Nikon D3X Replacing the D3 as Nikon’s flagship D-SLR, the full-frame D3x, now almost a year old, was the eagerly anticipated evolution of Nikon’s solid D3. On the exterior, the D3x is identical to the D3. The build, interface and many of the features so familiar to D3 users have been carried over directly to the D3x. Underneath the hood, however, there are a few substantial improvements that make the $3,000 price hike reasonable, including a brand-new sensor and a 16-bit processing pipeline with your choice of image file capture at 14-bit (16,384 tones) or 12-bit (4,096 tones) for incredibly high picture quality and subtle tonality.
Leica M8.2 Leica and the little red dot that serves as its logo are synonymous with a certain photographic mystique—and phenomenal optics. As the name implies, the Leica M8.2 is the sequel to the M8, Leica’s initial foray into digital. The M8 itself, released in 2006, continues the traditional aesthetics and minimalist elegance of the analog M Series, which goes back more than 50 years.
Canon EOS-1Ds Mark III While many of the features of the Canon EOS-1Ds Mark III have trickled down to the 5D Mark II, the EOS-1Ds Mark III model still offers photographers professional features and functionality that the 5D Mark II does not. The 1Ds Mark III is the flagship D-SLR of the Canon EOS line, and as such, everything about it is designed to offer top-of-the-line performance, speed and image quality.
Sony Alpha DSLR-A550 With a brand-new 14.2-megapixel Exmor APS-C CMOS sensor and a brand-new BIONZ processor, not to mention a host of new features previously seen only in top-tier D-SLR models, the recently announced Sony Alpha DSLR-A550 offers pro-level functions, phase-detection focusing and extended live-view benefits.
Sigma SD14 Most image sensors don’t see color; they see brightnesses. To get color data, conventional sensors used in other D-SLRs place a Bayer filter array over the pixels, such that each pixel is covered by a red, green or blue filter. Data for the other colors is provided for each pixel via interpolation using complex proprietary algorithms.
Canon EOS 5D Mark II With the same resolution as the Canon EOS-1Ds Mark III at less than half the price, the full-frame EOS 5D Mark II isn’t Canon’s flagship model, but it may as well be. Featuring a few important new items, like HD video capture and a high-resolution, 21.1-megapixel sensor, the 5D Mark II also offers a variety of improvements over its predecessor, the 5D.
Sony Alpha DSLR-A850 Sony’s Alpha DSLR-A850 is the first camera to bring full-frame digital photography under $2,000. Sony has accomplished this benchmark by paring down the feature set of its flagship A900 model. For $700 less, the A850 offers almost everything that the A900 does, including a 24.6-megapixel Exmor CMOS full-frame sensor, Dual BIONZ image processing, multi-stage noise reduction (including analog noise reduction on the Exmor sensor itself) and SteadyShot image stabilization, with some carefully chosen sacrifices.
Pentax K-7 Pentax’s newest D-SLR builds on the strong points of the K20D and adds lots of new features. The K20D’s 14.6-megapixel CMOS sensor (codeveloped with Samsung) has been revamped to allow Face Detection Live View and HD video recording. A new PRIME II imaging engine works with the sensor to improve image quality, speed operation and enable the new features.
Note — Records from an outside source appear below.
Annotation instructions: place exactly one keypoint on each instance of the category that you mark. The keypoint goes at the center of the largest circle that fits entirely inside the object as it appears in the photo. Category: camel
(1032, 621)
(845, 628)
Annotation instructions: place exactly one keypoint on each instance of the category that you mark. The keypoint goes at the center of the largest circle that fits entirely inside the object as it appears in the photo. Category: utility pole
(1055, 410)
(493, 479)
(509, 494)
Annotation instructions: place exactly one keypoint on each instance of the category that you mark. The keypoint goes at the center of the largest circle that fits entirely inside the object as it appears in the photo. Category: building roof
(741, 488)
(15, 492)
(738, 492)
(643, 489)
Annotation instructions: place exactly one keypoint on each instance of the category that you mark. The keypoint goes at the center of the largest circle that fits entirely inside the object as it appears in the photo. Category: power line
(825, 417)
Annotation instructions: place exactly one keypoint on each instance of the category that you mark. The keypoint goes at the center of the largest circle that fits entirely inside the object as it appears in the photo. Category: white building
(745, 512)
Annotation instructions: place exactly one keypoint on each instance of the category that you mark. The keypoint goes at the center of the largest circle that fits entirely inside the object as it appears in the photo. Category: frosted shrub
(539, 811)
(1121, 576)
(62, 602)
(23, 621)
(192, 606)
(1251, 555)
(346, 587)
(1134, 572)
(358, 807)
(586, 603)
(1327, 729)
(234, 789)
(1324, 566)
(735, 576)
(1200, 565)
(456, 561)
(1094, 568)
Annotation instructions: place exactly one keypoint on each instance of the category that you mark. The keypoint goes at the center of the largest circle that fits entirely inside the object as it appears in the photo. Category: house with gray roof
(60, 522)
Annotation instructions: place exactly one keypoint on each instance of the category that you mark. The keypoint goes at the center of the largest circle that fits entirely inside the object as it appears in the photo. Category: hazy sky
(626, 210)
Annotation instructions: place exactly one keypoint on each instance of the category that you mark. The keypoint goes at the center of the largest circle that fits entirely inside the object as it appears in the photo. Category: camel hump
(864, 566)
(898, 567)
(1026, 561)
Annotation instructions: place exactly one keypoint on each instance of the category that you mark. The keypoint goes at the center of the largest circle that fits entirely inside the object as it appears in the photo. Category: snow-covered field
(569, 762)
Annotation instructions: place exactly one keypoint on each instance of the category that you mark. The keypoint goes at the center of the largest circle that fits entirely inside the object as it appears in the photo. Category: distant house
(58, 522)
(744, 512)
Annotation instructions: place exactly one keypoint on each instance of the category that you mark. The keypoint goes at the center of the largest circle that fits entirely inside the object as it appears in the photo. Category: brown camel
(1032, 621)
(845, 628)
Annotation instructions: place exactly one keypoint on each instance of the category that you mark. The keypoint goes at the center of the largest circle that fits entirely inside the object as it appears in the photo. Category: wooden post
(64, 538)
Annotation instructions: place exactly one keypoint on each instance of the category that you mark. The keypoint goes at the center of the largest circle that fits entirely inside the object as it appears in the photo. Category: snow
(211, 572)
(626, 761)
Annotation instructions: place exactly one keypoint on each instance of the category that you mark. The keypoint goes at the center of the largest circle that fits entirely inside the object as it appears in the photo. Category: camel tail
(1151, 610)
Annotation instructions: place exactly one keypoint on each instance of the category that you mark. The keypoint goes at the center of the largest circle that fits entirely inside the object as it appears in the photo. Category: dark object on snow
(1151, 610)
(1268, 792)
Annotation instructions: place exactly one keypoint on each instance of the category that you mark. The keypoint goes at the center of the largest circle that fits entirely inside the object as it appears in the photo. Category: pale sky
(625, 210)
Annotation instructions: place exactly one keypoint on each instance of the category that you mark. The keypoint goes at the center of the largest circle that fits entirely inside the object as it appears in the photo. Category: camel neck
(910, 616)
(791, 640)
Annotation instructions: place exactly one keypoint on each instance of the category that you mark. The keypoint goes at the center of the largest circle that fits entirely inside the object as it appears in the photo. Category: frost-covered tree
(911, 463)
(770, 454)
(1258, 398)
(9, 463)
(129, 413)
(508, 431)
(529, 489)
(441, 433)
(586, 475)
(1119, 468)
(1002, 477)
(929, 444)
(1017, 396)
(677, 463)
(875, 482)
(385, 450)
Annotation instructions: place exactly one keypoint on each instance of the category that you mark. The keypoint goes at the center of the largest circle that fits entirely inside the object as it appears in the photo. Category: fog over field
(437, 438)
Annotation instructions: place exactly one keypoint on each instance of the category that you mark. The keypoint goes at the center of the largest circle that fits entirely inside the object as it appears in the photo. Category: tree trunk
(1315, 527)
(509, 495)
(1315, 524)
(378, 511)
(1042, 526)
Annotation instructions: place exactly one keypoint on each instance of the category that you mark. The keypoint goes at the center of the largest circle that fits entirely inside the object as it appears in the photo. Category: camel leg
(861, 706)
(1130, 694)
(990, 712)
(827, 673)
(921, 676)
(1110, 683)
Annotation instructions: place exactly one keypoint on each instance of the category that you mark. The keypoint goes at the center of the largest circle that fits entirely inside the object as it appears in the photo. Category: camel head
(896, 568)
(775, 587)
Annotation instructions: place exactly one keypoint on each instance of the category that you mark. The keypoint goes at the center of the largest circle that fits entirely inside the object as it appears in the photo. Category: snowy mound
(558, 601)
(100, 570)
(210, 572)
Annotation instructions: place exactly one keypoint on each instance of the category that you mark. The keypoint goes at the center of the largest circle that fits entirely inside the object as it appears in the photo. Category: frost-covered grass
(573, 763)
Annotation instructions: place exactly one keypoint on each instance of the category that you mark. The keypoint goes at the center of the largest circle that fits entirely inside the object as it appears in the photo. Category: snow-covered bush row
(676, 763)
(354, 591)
Panasonic Lumix DMC-GH1 Okay, we know it’s not a true SLR (as a Micro Four Thirds camera, it lacks the mirror and pentaprism), but it looks and shoots like one, and takes interchangeable lenses. And it brings to fruition the promise of the original Four Thirds System: dramatically smaller cameras. The GH1 is noticeably smaller than the smallest true D-SLR. The GH1’s 12.1-megapixel Live MOS sensor is the same size as standard Four Thirds System sensors (17.3x13.0mm); it’s the cameras that are “Micro,” not the image sensors.
Olympus E-3 This is actually Olympus’ pro D-SLR, but its price puts it squarely in the midrange category. The E-3 combines pro-camera ruggedness, performance and versatility with relatively compact size. It succeeds Olympus’ E-1; there was no E-2 model.
Nikon D300S Nikon made a really good thing even better when it created the D300s by adding a number of useful new features to its very popular 12.3-megapixel D300 model.